Though Nikki Finke claims that it is “no surprise” that a horror movie that opened on Friday the 13th would do so well, most were nevertheless shocked that Insidious: Chapter 2, a sequel to a movie that grossed only $54 million during its entire domestic run, would open with $40 million, making it the third largest horror movie opening of all time (and by “horror,” I don’t mean The Sixth Sense and Alien. I mean straight-up horror movie). I think it has much less to do with the fact that Insidious: Chapter 2 opened on Friday the 13th and far more to do with the fact that Insidious was a very popular movie on Netflix.
If my Facebook wall during late 2011 and 2012 is any indication, Insidious gained a lot of fans thanks to streaming on Netflix. In fact, it was rated more than 1.8 million times on the streaming service (which is a huge number for a movie that was only seen 7 million times in theaters). Studios behind horror movies should keep this in mind when deciding whether to license their properties to Netflix, as they can add to their tallies twice: Once with licensing fees, and again when the sequel boasts a bigger box-office. I wouldn’t be surprised, in fact, if a movie like Tucker and Dale vs. Evil, which has played well for a couple of years on Netflix, eventually landed a sequel, even if it is of the straight-to-Netflix variety. The studios behind recent horror movie hits, The Conjuring and The Purge, should also take notice, especially if they are planning sequels (and, of course, they are). An inevitable Insidious: Chapter 3 would also benefit if Chapter 2 were once again licensed for Netflix.
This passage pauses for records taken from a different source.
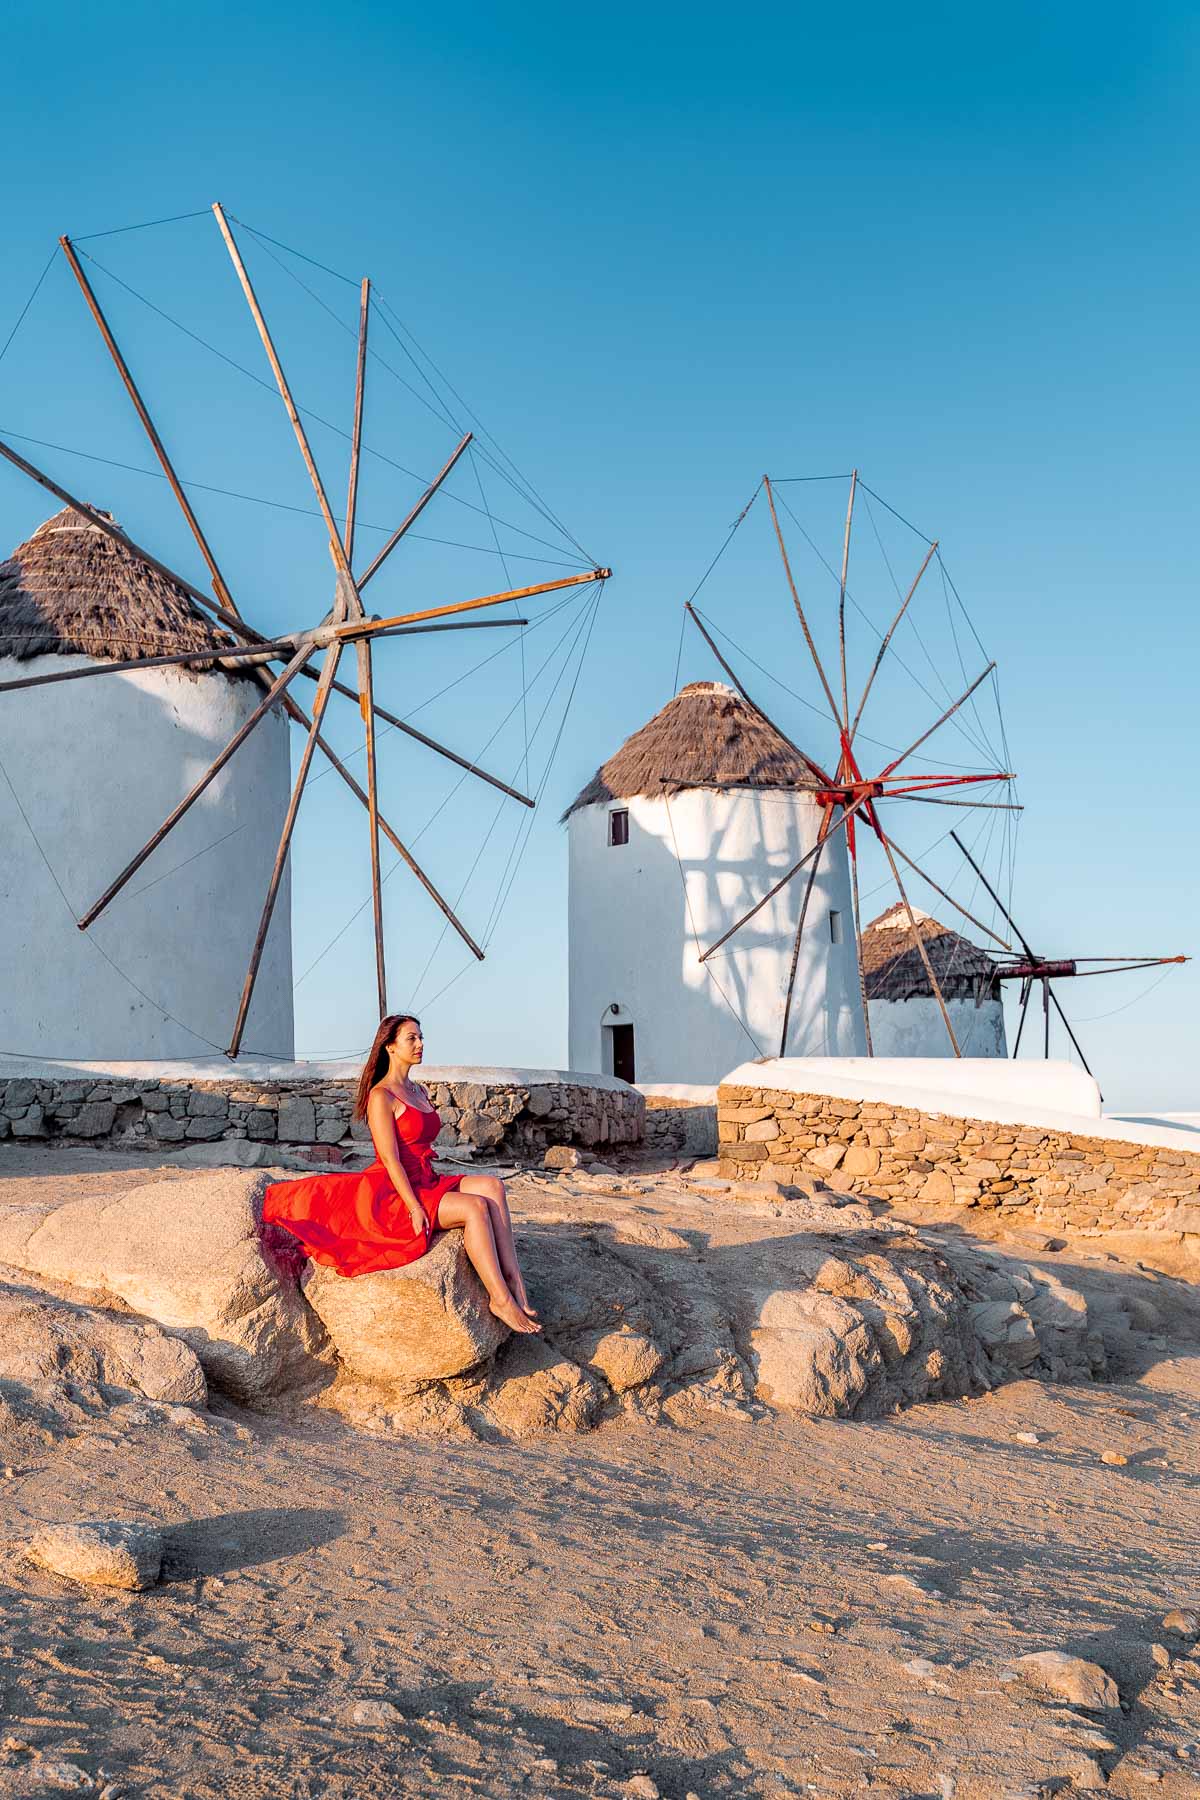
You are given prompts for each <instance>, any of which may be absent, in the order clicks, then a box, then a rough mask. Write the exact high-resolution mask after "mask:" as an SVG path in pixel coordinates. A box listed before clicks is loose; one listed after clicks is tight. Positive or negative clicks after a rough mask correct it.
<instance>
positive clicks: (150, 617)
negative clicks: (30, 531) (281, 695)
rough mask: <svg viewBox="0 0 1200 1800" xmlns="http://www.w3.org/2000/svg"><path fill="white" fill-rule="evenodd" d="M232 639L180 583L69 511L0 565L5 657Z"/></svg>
mask: <svg viewBox="0 0 1200 1800" xmlns="http://www.w3.org/2000/svg"><path fill="white" fill-rule="evenodd" d="M103 517H104V518H112V513H104V515H103ZM228 644H232V639H230V637H228V635H227V634H225V632H221V630H219V626H216V625H212V623H210V621H209V619H205V616H203V614H201V612H200V610H198V607H196V605H194V603H193V601H191V599H189V596H187V594H185V592H184V589H182V587H176V583H175V581H169V580H167V578H166V576H162V574H158V572H157V571H155V569H148V565H146V563H144V562H142V560H140V558H139V556H135V554H133V551H128V549H126V547H124V544H117V542H115V540H113V538H110V536H106V535H104V533H103V531H101V529H99V527H97V526H94V524H92V522H90V520H88V518H85V517H83V515H81V513H76V511H72V508H65V509H63V511H61V513H56V515H54V518H47V522H45V524H43V526H38V529H36V531H34V535H32V538H29V542H27V544H22V545H20V547H18V549H14V551H13V554H11V556H9V558H7V562H0V657H16V661H20V662H25V661H29V657H43V655H88V657H112V659H122V657H155V655H171V653H173V652H180V650H212V648H216V646H228Z"/></svg>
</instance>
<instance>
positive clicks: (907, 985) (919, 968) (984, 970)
mask: <svg viewBox="0 0 1200 1800" xmlns="http://www.w3.org/2000/svg"><path fill="white" fill-rule="evenodd" d="M912 911H914V914H916V922H918V931H919V932H921V940H923V943H925V950H927V954H928V959H930V963H932V967H934V974H936V976H937V985H939V986H941V992H943V994H945V997H946V999H984V997H986V994H988V990H990V988H991V972H993V968H995V963H993V959H991V958H990V956H988V952H986V950H981V949H979V945H975V943H972V941H970V940H968V938H963V936H959V932H957V931H950V927H948V925H943V923H939V920H936V918H930V914H928V913H921V909H919V907H914V909H912ZM858 954H860V956H862V974H864V981H865V985H867V999H869V1001H910V999H921V997H925V995H928V997H932V994H934V990H932V986H930V979H928V976H927V974H925V963H923V961H921V952H919V950H918V947H916V943H914V941H912V932H910V929H909V913H907V907H903V905H901V904H900V902H896V905H891V907H889V909H887V913H880V916H878V918H873V920H871V923H869V925H867V927H865V929H864V932H862V938H860V940H858Z"/></svg>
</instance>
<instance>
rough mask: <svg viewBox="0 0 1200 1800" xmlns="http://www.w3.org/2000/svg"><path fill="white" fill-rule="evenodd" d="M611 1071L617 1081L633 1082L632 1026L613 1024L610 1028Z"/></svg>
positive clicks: (632, 1034) (620, 1024)
mask: <svg viewBox="0 0 1200 1800" xmlns="http://www.w3.org/2000/svg"><path fill="white" fill-rule="evenodd" d="M610 1030H612V1073H613V1075H615V1076H617V1080H619V1082H630V1084H631V1082H633V1080H635V1073H633V1026H631V1024H613V1026H612V1028H610Z"/></svg>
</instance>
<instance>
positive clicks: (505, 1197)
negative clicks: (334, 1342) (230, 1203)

While we’re on the subject of the box-office power of Insidious: Chapter 2, let’s place its opening weekend in context with the other nine highest grossing opening weekends of all time for horror movies.
Paranormal Activity 3 — $53 million
The Conjuring — $41.8 million
Insidious: Chapter 2: $41 million
Paranormal Activity 2 — $40.6 million
Friday the 13th (2009) — $40.5 million
The Grudge — $39.1 million
Freddy Vs. Jason — $36.4 million
The Ring Two — $35 million
Scream 3 — $34.7 million
The Purge — $34 million
The Devil Inside — $33 million
I should also note that the Paranormal Activity movies have had runs on Netflix, too, which was no doubt instrumental in their sequels’ successes.
As for the rest of the box office: The only other wide release this weekend was Robert DeNiro, Michelle Pfeiffer and Tommy Lee Jones’ The Family, and it fizzled, raking in a meager $13.9 million. Meanwhile, at number three, Riddick saw a whopping 66 percent drop, bringing in only $6.5 million in its second weekend, while at four and five, The Butler and We’re the Millers continue to add to their sleeper hit totals, arriving at $99 million and $131 million, respectively.